Обстановка была такой, какой ее докладывал Пушкарный. Но в тот период руководству очень часто хотелось иметь более спокойную оперативную обстановку, которая была залогом благоприятного роста. Для них.
Человек независимый и необычайно уравновешенный, Пушкарный был глубоко убежден, что каждый является кузнецом собственной судьбы, а потому верил только в свои силы и возможности. Это же он ценил в других.
Он тяжело переживал только одно — ситуацию вокруг академика Сахарова, которого знал по научным работам и с которым несколько раз встречался в Академии наук. Все, что происходило с Сахаровым и вокруг него, Пушкарный рассматривал как какое-то помешательство двух сторон. Он не понимал, как человек с нераскрытыми до конца возможностями (а Пушкарный полагал, что дело обстояло именно так) может в ущерб науке уйти в политику. Не мог он понять и власть, которая, обладая таким научным генофондом, не научилась им распоряжаться и с ним работать.
Своих взглядов Пушкарный особенно не скрывал, хотя и не трепал языком в коридорах. Однако народная молва довела до всеслышащего уха партийного комитета, что «товарищ чего-то не понимает», и через непродолжительное время Пушкарный последовал за своим кумиром. В те же края, но в еще более закрытый город: Арзамас-16. Бывший город Саров, бывший город Кремлев.
Свой перевод туда Пушкарный не воспринимал как наказание. В конторе умели упаковать дерьмо в красивую бумажку. Напротив, переезд в город своей мечты, где работали великие ученые, где его приятели по институту выросли до профессоров и академиков, молодой офицер воспринял достойно.
На перроне старенького городка в Нижегородской области, вся история которого в прошлом была связана с именем Серафима Саровского, его встречала бородатая братва. С этими импозантными мужиками Пушкарный жил в одной комнате и, еле сводя концы с концами, съел если не саму собаку, то уж вагон собачьих консервов — точно.
Работать долго там не пришлось. Чернобыльская трагедия стала поворотным пунктом в судьбе Пушкарного, как и множества других людей. Вместе с группой офицеров и ученых он вылетел туда в первые же часы. Все, что произошло с Чернобыльской АЭС, он воспринимал как личную трагедию. Дело в том, что, еще служа в Шестом управлении КГБ СССР, Пушкарный знал, сколько бумаги было исписано чекистами Украины, предупреждавшими о возможном исходе данной атомной станции. Пушкарный читал эти тревожные сигналы, которые систематически докладывались на самый верх. Сигналы о недопустимости использования действующей АЭС для лабораторных исследований. Каждый раз звучала высокая оценка предоставленной информации, и… все оставалось по-прежнему. А на станции продолжались эксперименты. И каждый раз отключалась автоматическая защита. И каждый сбой мог привести к непредсказуемым последствиям.
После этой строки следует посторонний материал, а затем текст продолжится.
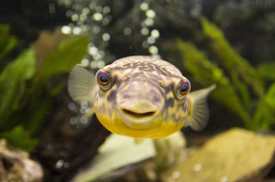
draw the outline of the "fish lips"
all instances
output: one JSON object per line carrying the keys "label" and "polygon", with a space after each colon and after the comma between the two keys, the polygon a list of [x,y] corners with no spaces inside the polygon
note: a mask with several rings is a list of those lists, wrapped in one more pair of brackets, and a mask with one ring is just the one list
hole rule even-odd
{"label": "fish lips", "polygon": [[122,102],[118,113],[127,128],[146,130],[160,114],[160,107],[147,100]]}

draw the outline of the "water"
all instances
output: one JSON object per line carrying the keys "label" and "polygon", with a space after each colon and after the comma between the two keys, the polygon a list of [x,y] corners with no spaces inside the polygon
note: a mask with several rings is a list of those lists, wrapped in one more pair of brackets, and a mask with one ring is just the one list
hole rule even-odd
{"label": "water", "polygon": [[[68,95],[69,73],[76,64],[96,73],[118,58],[147,55],[175,65],[192,91],[216,84],[208,99],[207,126],[200,132],[182,130],[188,144],[179,148],[178,158],[169,155],[177,153],[171,152],[177,148],[174,145],[155,151],[171,161],[183,162],[210,137],[232,127],[274,132],[272,1],[3,0],[1,4],[0,137],[40,163],[43,181],[69,181],[94,165],[92,159],[110,135],[95,115],[83,116],[91,103],[78,104]],[[16,166],[1,159],[8,171]],[[160,181],[160,174],[172,166],[138,161],[98,181]],[[206,168],[201,166],[190,168],[199,174]],[[3,171],[0,167],[0,181],[8,178]],[[266,171],[269,178],[272,171]],[[181,172],[172,174],[169,180],[179,181]],[[230,177],[223,174],[219,181],[231,181]]]}

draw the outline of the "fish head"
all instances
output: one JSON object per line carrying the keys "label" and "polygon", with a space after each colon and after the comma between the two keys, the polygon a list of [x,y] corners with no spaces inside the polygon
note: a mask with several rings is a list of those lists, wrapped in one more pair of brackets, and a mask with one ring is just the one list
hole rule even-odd
{"label": "fish head", "polygon": [[94,111],[110,131],[159,138],[184,124],[190,85],[170,63],[148,56],[127,57],[99,70],[96,79]]}

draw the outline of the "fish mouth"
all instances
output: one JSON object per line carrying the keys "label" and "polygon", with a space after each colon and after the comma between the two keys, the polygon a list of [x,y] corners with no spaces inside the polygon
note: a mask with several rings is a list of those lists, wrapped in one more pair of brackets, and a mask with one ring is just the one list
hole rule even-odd
{"label": "fish mouth", "polygon": [[146,113],[135,113],[135,112],[131,111],[126,109],[123,109],[122,111],[123,111],[123,113],[124,113],[126,115],[129,115],[131,117],[135,117],[137,118],[153,115],[155,113],[155,111],[149,111],[149,112],[146,112]]}
{"label": "fish mouth", "polygon": [[160,113],[160,108],[147,100],[124,102],[119,113],[124,124],[133,129],[146,129]]}

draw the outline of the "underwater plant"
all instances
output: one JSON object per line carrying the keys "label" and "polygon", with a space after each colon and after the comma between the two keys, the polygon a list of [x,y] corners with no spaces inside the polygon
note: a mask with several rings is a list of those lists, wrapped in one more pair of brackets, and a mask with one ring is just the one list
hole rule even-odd
{"label": "underwater plant", "polygon": [[[15,47],[16,39],[9,34],[8,25],[0,25],[0,59],[5,59]],[[44,124],[52,97],[60,92],[66,82],[60,81],[50,88],[47,85],[54,76],[69,72],[80,62],[89,40],[89,36],[82,36],[61,42],[45,56],[39,69],[34,48],[23,51],[3,67],[0,72],[1,137],[27,151],[34,148],[38,140],[32,137]]]}
{"label": "underwater plant", "polygon": [[207,49],[200,50],[194,43],[181,39],[177,42],[186,70],[204,86],[216,82],[213,98],[239,115],[245,127],[272,130],[275,124],[274,63],[254,68],[232,48],[215,25],[206,18],[201,18],[201,23],[199,34],[204,36],[201,41]]}

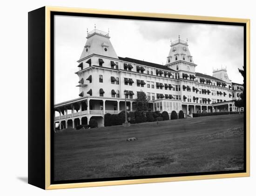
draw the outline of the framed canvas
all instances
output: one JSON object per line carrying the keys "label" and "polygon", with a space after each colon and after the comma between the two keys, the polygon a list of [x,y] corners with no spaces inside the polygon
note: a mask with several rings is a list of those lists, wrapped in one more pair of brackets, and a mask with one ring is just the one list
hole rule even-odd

Атомное лобби имело многочисленных покровителей в ЦК, а потому поступавшая туда информация с Лубянки моментально становилась известной тем, на кого она писалась. После краткого, но научно убедительного комментария, как правило, завершавшегося припиской о некомпетентности «товарищей», документ ложился в дело.
В среде научной интеллигенции подобные документы воспринимались крайне болезненно и критически. «Лезут во все щели… Искусствоведы в штатском… А по улице пройти нельзя… С хулиганьем бы лучше боролись…»
Однажды, встретив уважаемого заочного оппонента в Доме ученых, Пушкарный по старой привычке высказал ему все, что он по этому поводу думает. Но то, что простилось бы ему в период работы в лаборатории, не могло быть прощено в его нынешнем положении. Пройдя по всем коврам начальников, и больших и малых, он на некоторое время выпал из резерва на выдвижение.
Чернобыль стал страшным ударом для этого академика. Увидев его сгорбленную фигуру в Припяти, Пушкарный не чувствовал себя отомщенным. Он не мог простить себе того, что не нашел средств для привлечения к этой проблеме общественного внимания. Те же чувства владели и его товарищами, от рядового до высоких руководителей: в час беды они сравнялись в чинах и рангах. Презирая, как и другие чекисты, Калугина, Пушкарный позже ловил себя на мысли, что необходимо было использовать такое же отравленное оружие — обращение к обществу через печать. Хотя было ясно, что ни в восемьдесят пятом, ни в восемьдесят шестом году ему это не удалось бы.